In 2015 season, Pridannikova competed at the Junior Grand Prix in Moscow. She won the all-around bronze at the 2015 Russian Junior Championships. At the 2015 Junior World Cup Bucharest, Pridannikova won the all-around gold, in apparatus final: she won gold in rope, and silver medals in hoop and ball. At the Junior World Cup in Tashkent, she again came first in the individual all-around. At the series final of the Junior World Cup in Kazan, she won silver in the individual all-around and together with teammates (Alina Ermolova, Anna Sokolova and Maria Sergeeva) won the team gold.

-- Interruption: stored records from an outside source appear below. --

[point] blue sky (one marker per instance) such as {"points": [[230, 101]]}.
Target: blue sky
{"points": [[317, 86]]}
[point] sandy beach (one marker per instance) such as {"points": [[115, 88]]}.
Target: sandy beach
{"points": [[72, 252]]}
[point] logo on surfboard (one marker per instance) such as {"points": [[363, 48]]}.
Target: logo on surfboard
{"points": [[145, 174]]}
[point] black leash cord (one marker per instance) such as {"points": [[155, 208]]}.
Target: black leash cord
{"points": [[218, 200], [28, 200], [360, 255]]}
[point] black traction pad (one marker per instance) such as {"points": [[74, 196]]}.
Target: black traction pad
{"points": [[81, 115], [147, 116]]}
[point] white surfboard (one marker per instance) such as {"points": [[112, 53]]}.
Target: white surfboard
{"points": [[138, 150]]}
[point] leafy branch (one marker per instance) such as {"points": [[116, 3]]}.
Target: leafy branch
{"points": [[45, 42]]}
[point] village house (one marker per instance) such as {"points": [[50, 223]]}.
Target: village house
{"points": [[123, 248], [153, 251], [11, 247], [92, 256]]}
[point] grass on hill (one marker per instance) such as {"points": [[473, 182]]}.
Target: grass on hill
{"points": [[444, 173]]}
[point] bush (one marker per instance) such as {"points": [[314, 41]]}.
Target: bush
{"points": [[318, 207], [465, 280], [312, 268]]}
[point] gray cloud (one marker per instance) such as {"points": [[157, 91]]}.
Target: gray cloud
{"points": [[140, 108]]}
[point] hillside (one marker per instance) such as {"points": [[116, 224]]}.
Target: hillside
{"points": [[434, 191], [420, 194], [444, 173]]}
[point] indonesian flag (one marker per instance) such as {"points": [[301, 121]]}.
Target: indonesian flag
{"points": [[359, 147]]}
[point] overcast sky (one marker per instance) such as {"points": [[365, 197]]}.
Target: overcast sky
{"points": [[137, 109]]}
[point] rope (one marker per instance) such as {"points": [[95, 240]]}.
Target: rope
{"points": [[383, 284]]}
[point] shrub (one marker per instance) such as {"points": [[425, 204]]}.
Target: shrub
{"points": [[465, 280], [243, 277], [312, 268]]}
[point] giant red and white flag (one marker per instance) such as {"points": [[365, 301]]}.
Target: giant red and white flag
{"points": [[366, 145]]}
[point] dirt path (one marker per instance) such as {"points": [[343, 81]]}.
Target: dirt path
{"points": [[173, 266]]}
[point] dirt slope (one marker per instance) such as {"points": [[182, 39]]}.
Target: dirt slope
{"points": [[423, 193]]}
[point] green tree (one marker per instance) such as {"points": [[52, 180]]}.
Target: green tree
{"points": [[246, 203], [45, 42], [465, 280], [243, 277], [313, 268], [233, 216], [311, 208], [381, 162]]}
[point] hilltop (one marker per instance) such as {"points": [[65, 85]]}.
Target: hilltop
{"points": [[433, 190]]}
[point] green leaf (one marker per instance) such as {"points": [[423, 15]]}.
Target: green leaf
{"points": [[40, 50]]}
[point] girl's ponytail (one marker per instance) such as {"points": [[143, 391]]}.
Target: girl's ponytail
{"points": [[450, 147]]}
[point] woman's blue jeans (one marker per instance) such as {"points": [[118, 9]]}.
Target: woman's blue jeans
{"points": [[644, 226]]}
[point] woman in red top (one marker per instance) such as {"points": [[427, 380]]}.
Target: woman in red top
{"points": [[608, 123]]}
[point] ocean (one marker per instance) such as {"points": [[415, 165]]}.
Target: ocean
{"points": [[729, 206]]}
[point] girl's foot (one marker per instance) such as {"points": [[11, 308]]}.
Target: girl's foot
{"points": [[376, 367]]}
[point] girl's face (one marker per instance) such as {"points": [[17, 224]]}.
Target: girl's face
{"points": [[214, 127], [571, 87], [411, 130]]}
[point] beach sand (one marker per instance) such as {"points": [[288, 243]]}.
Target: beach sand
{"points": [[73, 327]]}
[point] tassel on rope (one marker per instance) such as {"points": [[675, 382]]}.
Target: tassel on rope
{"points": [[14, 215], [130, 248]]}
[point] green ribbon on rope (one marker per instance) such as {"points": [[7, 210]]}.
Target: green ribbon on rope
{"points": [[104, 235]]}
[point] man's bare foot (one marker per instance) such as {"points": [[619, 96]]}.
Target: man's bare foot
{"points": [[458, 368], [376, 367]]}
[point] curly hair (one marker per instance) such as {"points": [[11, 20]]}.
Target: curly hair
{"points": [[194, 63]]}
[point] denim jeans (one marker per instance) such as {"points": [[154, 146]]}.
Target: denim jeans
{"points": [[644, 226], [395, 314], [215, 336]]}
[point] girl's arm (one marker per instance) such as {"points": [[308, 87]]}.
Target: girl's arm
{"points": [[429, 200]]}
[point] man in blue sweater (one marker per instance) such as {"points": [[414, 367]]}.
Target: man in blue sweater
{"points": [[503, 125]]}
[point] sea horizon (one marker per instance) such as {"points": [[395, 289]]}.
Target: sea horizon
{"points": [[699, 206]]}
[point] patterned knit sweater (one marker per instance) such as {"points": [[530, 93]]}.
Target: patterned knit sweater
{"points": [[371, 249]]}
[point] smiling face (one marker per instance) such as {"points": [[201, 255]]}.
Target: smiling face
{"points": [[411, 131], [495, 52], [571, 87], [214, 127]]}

In 2016 season, Priadannikova started her competition at the Moscow Junior Grand Prix. At the 2016 Baltic Hoop, she then won bronze in the individual all-around. Pridannikova together with Polina Shmatko competed at the Junior World Cup in Lisbon where they won the team gold. Pridannikova was cut short early in the season as she suffered an injury. In September, Pridnannikova returned to competition and was selected to compete at the 2016 Junior Grand Prix Final in Eilat, Israel where she won the all-around gold medal.

In 2017 season, Pridannikova competed at the Luxembourg Trophy where she won the all-around gold medal. On June 8–10, Prdannikova won gold in all-around in rhythmic gymnastics discipline at the Russian Youth Student Games "2017 Summer Spartakiada".